G-WAN with valgrind? Alternatives?

Question

G-WAN is a convenient way to run C code on the web out-of-the-box, but for me it does not work with valgrind. (Running valgrind ./gwan there is a error message Inconsistency detected by ld.so: rtld.c: 1292: dl_main: Assertion `_rtld_local._dl_rtld_map.l_libname' failed! and then it exits; the system is Debian Jessie 64bit).

The question is:
1) Is G-WAN supposed to work with valgrind?
2) Are there any other viable options to detect memory bugs in C code running under G-WAN?

Gil · Answer 1 · 2013-07-20T13:01:01.493

1

Is G-WAN supposed to work with valgrind?

We have tested Valgrind and while it does many things right, it is just not suitable for high-concurrency jobs (even low-concurrency is a problem with Valgrind).

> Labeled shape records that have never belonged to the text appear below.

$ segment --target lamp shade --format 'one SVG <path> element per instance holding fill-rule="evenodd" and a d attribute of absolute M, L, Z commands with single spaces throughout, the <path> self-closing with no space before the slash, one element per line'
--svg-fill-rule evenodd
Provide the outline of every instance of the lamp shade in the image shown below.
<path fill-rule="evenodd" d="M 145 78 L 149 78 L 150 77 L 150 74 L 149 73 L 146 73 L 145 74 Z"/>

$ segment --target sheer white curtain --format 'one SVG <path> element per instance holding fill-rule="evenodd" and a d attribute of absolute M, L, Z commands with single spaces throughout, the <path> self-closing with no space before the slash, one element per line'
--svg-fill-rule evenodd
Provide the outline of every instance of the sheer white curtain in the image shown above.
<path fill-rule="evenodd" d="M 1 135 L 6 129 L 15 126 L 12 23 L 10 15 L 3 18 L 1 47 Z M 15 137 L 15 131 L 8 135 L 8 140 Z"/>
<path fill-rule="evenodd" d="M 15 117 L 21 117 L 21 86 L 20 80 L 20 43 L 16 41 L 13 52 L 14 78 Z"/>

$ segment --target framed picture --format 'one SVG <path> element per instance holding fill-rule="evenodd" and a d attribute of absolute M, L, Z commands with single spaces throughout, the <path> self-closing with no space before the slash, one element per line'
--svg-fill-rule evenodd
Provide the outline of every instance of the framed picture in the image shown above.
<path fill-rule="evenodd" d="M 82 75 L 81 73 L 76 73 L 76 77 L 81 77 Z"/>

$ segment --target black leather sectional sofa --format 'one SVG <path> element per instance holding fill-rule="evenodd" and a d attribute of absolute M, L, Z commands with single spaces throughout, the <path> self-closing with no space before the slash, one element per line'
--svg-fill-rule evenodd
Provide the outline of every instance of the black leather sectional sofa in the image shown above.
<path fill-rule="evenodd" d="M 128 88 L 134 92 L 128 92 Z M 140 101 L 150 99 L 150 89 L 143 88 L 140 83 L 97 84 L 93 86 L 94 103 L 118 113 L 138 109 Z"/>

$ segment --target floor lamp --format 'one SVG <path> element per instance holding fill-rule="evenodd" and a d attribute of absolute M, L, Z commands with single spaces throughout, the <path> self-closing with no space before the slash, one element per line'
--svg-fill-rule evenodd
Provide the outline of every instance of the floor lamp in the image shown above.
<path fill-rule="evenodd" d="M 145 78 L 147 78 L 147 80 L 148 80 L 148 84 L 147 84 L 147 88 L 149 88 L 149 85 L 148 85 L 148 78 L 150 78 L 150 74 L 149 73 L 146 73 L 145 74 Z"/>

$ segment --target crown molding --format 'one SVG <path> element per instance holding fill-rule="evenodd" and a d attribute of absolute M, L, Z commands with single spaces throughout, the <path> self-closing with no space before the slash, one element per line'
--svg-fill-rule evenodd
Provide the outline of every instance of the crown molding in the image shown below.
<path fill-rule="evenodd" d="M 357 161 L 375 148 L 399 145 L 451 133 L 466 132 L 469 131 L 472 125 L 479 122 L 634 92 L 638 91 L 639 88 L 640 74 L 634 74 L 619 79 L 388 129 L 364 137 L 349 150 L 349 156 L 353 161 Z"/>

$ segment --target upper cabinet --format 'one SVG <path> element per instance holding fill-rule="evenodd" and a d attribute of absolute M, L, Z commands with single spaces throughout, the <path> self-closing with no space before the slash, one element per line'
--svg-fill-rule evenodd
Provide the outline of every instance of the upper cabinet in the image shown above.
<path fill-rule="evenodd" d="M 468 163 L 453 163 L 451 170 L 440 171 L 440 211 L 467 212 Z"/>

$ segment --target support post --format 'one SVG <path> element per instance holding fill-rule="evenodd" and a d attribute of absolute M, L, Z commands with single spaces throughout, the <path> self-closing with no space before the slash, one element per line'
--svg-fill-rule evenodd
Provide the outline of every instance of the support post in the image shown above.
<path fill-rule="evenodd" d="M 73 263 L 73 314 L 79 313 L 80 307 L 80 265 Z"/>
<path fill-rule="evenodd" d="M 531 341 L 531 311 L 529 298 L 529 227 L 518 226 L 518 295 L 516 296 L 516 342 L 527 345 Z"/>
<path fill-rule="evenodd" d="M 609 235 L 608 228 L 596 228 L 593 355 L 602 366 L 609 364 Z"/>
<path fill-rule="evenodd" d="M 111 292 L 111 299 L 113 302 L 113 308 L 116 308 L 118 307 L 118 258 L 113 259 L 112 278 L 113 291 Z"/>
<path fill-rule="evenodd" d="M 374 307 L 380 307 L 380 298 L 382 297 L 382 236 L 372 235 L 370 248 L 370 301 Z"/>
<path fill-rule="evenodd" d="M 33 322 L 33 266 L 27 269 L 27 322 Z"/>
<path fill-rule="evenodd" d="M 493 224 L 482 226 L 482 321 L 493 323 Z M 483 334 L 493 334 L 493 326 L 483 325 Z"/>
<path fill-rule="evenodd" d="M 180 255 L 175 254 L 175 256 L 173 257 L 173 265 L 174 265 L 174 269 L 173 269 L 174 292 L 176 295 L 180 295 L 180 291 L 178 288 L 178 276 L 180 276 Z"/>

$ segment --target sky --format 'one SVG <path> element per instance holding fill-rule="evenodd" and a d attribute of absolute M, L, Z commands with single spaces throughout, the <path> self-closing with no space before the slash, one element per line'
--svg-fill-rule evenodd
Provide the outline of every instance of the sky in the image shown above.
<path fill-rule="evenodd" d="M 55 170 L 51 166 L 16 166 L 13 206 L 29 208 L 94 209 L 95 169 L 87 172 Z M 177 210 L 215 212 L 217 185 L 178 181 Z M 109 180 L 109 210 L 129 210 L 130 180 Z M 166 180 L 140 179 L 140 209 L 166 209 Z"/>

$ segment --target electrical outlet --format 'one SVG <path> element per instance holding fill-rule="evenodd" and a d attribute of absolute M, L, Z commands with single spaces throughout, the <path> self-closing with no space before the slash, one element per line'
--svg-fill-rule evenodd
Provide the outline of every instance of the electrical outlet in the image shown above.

viable options to detect memory bugs in C code running under G-WAN?

Use malloc() wrappers, pre-allocated pools, or even better, use alloca() to avoid memory issues in the first place.

Note that G-WAN handles bad pointers in C scripts without crashing the server, see: http://gwan.ch/developers#crash

This buggy code:

int main(int argc, char *argv[])
{
   strcpy(0xBADC0DE, 0xBADC0DE);
   return 200;
}

...will produce something like the following 'graceful' crash report:

Script: crash_libc.c
 Client: 127.0.0.1
 Query : ?crash_libc

 Signal        : 11:Address not mapped to object
 Signal src    : 1:SEGV_MAPERR
 errno         : 0
 Thread        : 0
 Code   Pointer: 0000f5200b33 (module:/lib/libc.so.6, function:strcpy, line:0)
 Access Address: 00000badc0de

 Registers     : EAX=00000badc0de CS=00000033 EIP=0000f5200b33 EFLGS=000000010202
                 EBX=000000000001 SS=ec2d8ed4 ESP=0000f5ded828 EBP=0000f5dee020
                 ECX=000033323130 DS=ec2d8ed4 ESI=0000ec2d8f86 FS=00000033
                 EDX=000003b03c00 ES=ec2d8ed4 EDI=00000badc0de CS=00000033

 Module        :Function        :Line # PgrmCntr(EIP)  RetAddress  FramePtr(EBP)
      libc.so.6:          strcpy:     - 0000f5200b33 0000ec2d8f00   0000f5dee020
        servlet:            main:    37 0000ec2d8f00 00000042e10c   0000f5dee020

And G-WAN goes as far as to tell you where the bug happened in your source code (see the G-WAN crash_xxx.c examples) instead of killing the server process.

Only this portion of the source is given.